No Hearts and Flowers in Islam

Published on Asia Sentinel

Indonesia’s conservative Muslim party abandons Valentines to woo voters

Indonesia’s most conservative Islamic party, briefly considered wooing young voters politically for upcoming national elections with chocolates and flowers on Valentine’s Day before pulling up short and abandoning the plan in the mistaken idea that the holiday is “too Jewish.”

The PKS, whose name in English is the Prosperous Justice Party, has had a difficult time “finding a formula to reach” more liberally-minded young voters, a party member, Mujtahid Rahman Yadi acknowledged. So it decided on the affectionate approach – Valentine’s gifts attached to stickers bearing mug shots of their candidates for Indonesia’s April legislative elections.

The romantic plan to use hearts and flowers to attract voters was dreamed up by the same party that pushed through a controversial anti-pornography law in the country last year, banning acts that “violated public morality” and “incited sexual desire”, (which, until some late revisions, would have included bikinis in Bali).

The anti-pornography law is now partly being used by a PKS member as a basis to ban Jaipongan, a swaying, sensual dance derived from a village ritual music adapted after the late President Sukarno banned rock ‘n roll in 1961. Ahmad Heryawan, the PKR governor of West Java province, has ordered local dancers to quit swiveling their hips.

“We are only accommodating the opinion of the public, which feels uncomfortable with such shows,” Herdiwan Iing Suranta, the head of the province’s culture agency, was quoted as saying. He added a simple request: “We are urging artists not be ‘too attractive’.”

The ban on the traditional dance took place in the same province where the Valentine’s wooing campaign was born. But a day after the love-for-votes plan was announced this week, high-ranking members of the PKS quickly put a stop to the Valentine’s nonsense.

The plan had been aborted “because [Valentine’s Day] is related to Jewish culture,” the PKS’ chairman, Tifatul Sembiring, was quoted as saying in the local press on Tuesday. “We would never celebrate anything that is not in line with Islamic culture.”

That would be news to the original Valentinius, a Roman Catholic priest said to have been arrested for marrying Christian couples and ultimately beaten with clubs, stoned, and eventually beheaded for trying to convert Emperor Claudius II to Christianity.

Nonetheless, the quote is a good indication of the party’s political game plan: push policies dressed up as ‘Islamic’ to win votes. Some see its success in the country’s provinces as an indication of growing conservatism as Indonesia’s legislative and presidential elections loom.

The PKS’ strategy has certainly worked well enough. The poorly-funded party has enjoyed grassroots support for its advocacy of the antipornography law under the banner of Islam. Critics of the original bill, including nearly the entire Hindu island of Bali, warned its vague terms would be used to mandate what women can and can’t wear, ban certain forms of art and traditional culture.

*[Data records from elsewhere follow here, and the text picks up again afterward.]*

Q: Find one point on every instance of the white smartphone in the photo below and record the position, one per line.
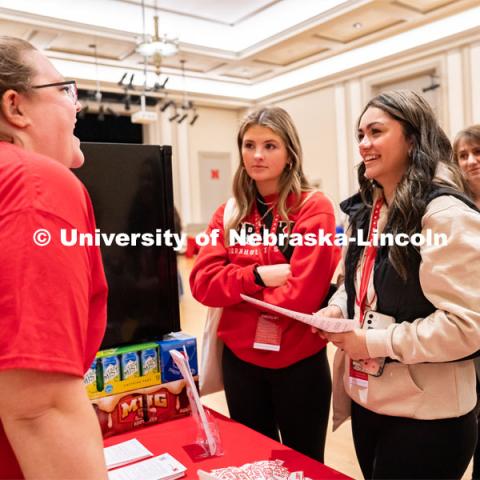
(373, 366)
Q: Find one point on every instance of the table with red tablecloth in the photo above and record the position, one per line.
(240, 444)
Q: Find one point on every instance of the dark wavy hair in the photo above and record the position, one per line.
(15, 73)
(430, 148)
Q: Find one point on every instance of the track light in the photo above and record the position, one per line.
(166, 105)
(194, 118)
(182, 118)
(174, 117)
(130, 83)
(122, 79)
(81, 114)
(101, 114)
(112, 112)
(160, 86)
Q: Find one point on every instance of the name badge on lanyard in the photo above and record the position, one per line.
(268, 335)
(356, 375)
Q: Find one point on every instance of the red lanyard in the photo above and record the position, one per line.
(259, 221)
(369, 261)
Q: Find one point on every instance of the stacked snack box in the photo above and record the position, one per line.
(128, 390)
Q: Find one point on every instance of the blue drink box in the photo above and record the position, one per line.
(176, 341)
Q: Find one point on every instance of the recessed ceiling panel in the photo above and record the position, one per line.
(222, 11)
(13, 29)
(194, 63)
(362, 21)
(245, 70)
(80, 44)
(292, 50)
(425, 5)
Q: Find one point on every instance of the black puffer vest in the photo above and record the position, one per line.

It is likely those same critics will now see the banning of the Jaipongan dance as an opening of the conservative floodgates.

The party’s factional chairman in the Indonesian parliament, Zulkieflimansyah, was alarmingly frank about the motivation behind such policies at a recent discussion about the upcoming election, likening the position of the party in regards to the pornography law as being “between a rock and a hard place”.

“If we go to the grassroots, people thought that in promoting the pornography bill meant that we don’t agree with pornography, and if we don’t agree with the bill it means that we do agree with pornography in Indonesia,” he said, at the event organized by Jakarta’s foreign correspondents club in the capital city.

“That’s why many issues put us between a rock and hard place, because it is easier for the PKS to be popular and be voted for by many people if we are able to organize big rallies and big demonstrations against unpopular policies issued by the government,” he said.

Can a party who can apparently bend to the will of the lowest common denominator in order to win votes be considered a serious contender in the upcoming election? It should be. Last year the PKS had unexpected but impressive wins in two provincial elections. But Zulkieflimansyah insisted the PKS supported gradual change over radicalism in Indonesia. In 2004, during the democratic country’s last legislative elections, the PKS removed a policy platform that Indonesia become an Islamic state, abandoning pancasila, the vague, five-part philosophy put in place in the Indonesian constitution to allow all races to worship.

If Islam doesn’t win enough votes, the party has other options. Zulkieflimansyah said the PKS is also aware that Indonesian celebrities running as candidates helped draw attention when campaign funding was low. Ahmad Heryawan, the West Java governor who recently banned the traditional Jaipongan dance, is said to have won his election last year thanks to the popularity of his running mate Dede Yusuf, a well-known actor.

“Immediately the grassroots will come to you, shake your hand, and just admire the beauty of the movie star and so on and so forth, and you’re saving a lot of money,” Zulkieflimansyah said. Which is morally acceptable, one would presume, as long as there isn’t any hip swiveling involved.